Kates helped to establish the international Initiative for Science and Technology for Sustainability, was Executive Editor of Environment magazine for many years, and was a Senior Associate at Harvard University.
From 1986 to 1992 he was Professor and Director of the interdisciplinary World Hunger Program at Brown University. Kates retired relatively early, became an 'independent scholar' and moved to Trenton, Maine overlooking the Narrows in the early 1990s. Kates had three children, 6 grandchildren and 4 great-grandchildren. He remained professionally active until his mid 80s and in 2008, was appointed the inaugural Presidential Professor of Sustainability Science at the University of Maine, Orono.

Contributions

Kates's research focused on long-term trends in environment, development, and population, and he is particularly known for his work on natural hazards mitigation, driven by a Quaker belief in relevance to human society. Kates defines his central question as "What is and ought to be the human use of the Earth?" This led him to address the human use of natural resources and human response to hazards. His approach was to set up "natural" experiments, and then to develop a set of comparative observations or analogs.
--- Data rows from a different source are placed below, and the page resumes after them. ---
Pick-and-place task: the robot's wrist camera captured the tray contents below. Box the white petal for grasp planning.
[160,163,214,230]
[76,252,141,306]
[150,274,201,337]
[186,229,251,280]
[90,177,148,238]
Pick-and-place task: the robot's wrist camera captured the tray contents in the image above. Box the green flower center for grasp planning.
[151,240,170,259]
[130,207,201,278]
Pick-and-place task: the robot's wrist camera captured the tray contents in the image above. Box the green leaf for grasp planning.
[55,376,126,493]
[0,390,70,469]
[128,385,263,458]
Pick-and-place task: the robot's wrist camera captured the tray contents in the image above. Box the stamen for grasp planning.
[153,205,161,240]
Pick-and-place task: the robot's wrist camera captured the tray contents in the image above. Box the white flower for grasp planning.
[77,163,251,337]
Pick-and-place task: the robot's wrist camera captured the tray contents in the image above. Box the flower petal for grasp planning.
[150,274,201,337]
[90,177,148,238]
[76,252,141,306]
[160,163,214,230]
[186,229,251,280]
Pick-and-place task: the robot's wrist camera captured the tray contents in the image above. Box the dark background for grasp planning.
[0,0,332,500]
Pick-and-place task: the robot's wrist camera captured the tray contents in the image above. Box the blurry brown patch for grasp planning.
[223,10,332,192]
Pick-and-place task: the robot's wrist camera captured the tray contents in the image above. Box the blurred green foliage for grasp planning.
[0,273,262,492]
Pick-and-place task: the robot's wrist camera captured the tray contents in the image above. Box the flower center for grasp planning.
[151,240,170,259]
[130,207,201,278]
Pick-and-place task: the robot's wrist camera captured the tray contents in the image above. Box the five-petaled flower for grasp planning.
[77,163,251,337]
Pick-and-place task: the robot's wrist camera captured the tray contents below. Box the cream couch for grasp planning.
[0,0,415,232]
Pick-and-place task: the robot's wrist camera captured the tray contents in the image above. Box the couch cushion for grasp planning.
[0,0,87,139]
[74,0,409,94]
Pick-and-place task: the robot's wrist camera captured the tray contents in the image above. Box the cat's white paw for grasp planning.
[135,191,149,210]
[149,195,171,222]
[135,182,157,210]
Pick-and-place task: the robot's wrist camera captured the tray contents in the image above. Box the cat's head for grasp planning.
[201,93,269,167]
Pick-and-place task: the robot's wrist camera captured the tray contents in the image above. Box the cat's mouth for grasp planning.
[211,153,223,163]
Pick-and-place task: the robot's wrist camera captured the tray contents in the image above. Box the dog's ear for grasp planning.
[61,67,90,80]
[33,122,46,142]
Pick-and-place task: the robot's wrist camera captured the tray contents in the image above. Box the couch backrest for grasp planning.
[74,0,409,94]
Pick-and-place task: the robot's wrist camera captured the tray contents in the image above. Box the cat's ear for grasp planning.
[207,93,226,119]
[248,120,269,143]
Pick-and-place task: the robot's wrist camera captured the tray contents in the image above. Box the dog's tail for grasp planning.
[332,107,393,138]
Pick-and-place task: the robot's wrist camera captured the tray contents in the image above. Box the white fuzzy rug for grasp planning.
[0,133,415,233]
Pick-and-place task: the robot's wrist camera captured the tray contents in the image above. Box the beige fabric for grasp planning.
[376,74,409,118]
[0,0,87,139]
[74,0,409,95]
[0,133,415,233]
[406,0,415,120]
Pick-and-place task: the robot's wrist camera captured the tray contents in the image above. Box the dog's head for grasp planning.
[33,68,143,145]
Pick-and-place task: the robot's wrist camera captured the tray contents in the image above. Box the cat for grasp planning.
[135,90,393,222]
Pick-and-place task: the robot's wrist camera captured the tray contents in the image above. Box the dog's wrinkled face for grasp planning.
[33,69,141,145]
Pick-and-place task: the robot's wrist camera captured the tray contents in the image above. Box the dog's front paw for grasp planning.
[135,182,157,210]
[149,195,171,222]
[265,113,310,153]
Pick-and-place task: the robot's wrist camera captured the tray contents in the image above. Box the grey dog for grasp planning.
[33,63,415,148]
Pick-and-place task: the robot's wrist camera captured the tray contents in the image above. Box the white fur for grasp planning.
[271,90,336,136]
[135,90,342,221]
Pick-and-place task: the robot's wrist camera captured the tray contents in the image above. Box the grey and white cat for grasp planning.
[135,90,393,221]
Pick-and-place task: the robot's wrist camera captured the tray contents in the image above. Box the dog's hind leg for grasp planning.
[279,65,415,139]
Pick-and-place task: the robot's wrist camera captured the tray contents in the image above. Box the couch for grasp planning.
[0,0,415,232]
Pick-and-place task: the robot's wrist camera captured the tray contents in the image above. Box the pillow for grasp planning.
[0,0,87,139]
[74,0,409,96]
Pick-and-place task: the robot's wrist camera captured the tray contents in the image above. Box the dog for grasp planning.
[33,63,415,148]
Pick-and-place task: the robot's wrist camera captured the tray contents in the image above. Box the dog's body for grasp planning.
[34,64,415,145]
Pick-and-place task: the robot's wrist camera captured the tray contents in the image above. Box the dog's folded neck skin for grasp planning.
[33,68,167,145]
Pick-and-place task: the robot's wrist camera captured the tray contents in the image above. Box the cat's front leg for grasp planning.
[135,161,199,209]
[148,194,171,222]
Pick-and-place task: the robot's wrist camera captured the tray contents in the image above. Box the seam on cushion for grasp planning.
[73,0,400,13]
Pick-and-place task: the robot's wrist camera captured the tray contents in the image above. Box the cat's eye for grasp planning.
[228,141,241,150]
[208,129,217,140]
This led to several studies of natural and technological hazards, rural resource and water development, and methodologies for studying people's perception of the environment, the assessment of risk, and the impacts of climate on society. Since retiring from Brown University he continued to work on:
Following the devastation of New Orleans after Hurricane Katrina, Kates returned to his earlier work on hazards and published a research perspective on the reconstruction of New Orleans.

Honours

Among several honours:
Kates was awarded honorary DSc degrees from Clark University for his many contributions to hazards research and from the University of Maine.

Critique

Kates's work on hazards, and his 'human ecology' approach, some of it coauthored with Ian Burton, attracted critique from scholars including Michael Watts and former student Ben Wisner. The insight of these critiques is that "natural" hazards are in fact exacerbated by political and economic forces, and they should be seen as "social", not "natural". To suggest that severe drought - or even the flooding of New Orleans - are "natural" underplays the ways that powerful political and economic interests make people more vulnerable. Humans cannot "adapt" or, in Kates's language, "adjust" successfully to hazards when a population is highly vulnerable or even exploited. Mitigating natural hazards is therefore a social justice issue, not a case of adjustment. This has been much-debated in Wisner et al.'s At Risk.